When I were a lad, all we had were cassette tapes. You waited almost as long for some games to load then as you do waiting for them to download now. Unless you're the OP. Even tapes didn't take that long. Unless you had a C64 which was slow as fuck. It was also the only computer in history where the cassette deck loaded things faster than the disk drive (5.25" floppies!) could. And all this were fields...
Haha, I remember the tapes, my dad talked about them. He said there were times where you had to rewind the tape and start again if the software didn't load properly. Sounds god damn painful. But then again, I'm sure you had much better patience than the people of today.
If it didn't load, the culprit was usually a kink in the tape where the "Play" button had been left pressed when the tape stopped. It would basically bugger the last line of code and you'd get a variation on the dreaded Read Error A message (That was on the Amstrad CPC464, although the Sinclair Spectrum and the C64 had virtually identical error codes because everything was based on BASIC).
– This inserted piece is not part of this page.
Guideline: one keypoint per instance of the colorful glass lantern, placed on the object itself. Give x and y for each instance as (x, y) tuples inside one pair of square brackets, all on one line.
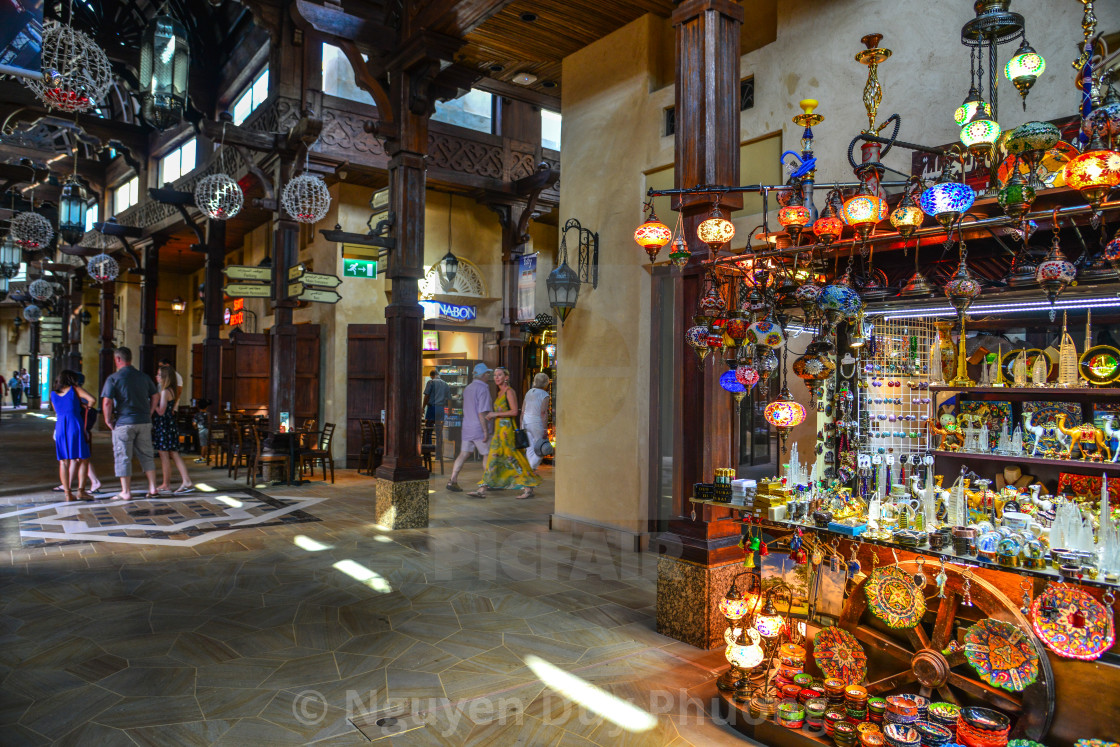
[(968, 110), (716, 230), (72, 206), (980, 133), (862, 212), (906, 217), (730, 384), (652, 235), (679, 253), (697, 337), (1093, 173), (794, 218), (962, 289), (828, 229), (165, 58), (747, 375), (946, 201), (1024, 68)]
The cure was to unspool the tape, place the crumpled section between a pair of tea towels and iron it. Usually this didn't work. On the other hand, most games were between £1.99 and £3.99. A "full price" game was £10, but those were rare, and at first were usually compilations. Ocean Software's They Sold A Million collection was the first one I ever had. It had Beach Head, SabreWulf, Jet Set Willy and something else I can't remember in it. The entire "file size" (there weren't really files then though) equivalent would be smaller than the "readme.doc" you find buried away in the root folder of most PC games now. And we didn't have "cheat codes". Oh, no. We had the "multipurpose interface mark II" or the Multiface2 as it was marketed. You want infinite lives? Sure. Just use the Multiface to stop the game, break into the code and rewrite the assembly code that will switch off the counter then. Easy, right?
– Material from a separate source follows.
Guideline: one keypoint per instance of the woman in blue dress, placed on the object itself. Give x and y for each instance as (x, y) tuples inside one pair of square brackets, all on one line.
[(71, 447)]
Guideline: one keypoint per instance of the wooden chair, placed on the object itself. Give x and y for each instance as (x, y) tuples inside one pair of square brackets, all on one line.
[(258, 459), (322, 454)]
We were a geeky minority back then. But at least we all knew how to code.

Noo get off ma lawn!
 

seris

New member
Oct 14, 2013
132
0
0
The biggest game i have downloaded has to be titan fall when it was free on origin for about a month, it took me only 25 minutes to download on my 100mbps connection. The only reason that game needed that much space was because of the uncompressed audio. And my 1TB hdd has plenty of space for more games just like it.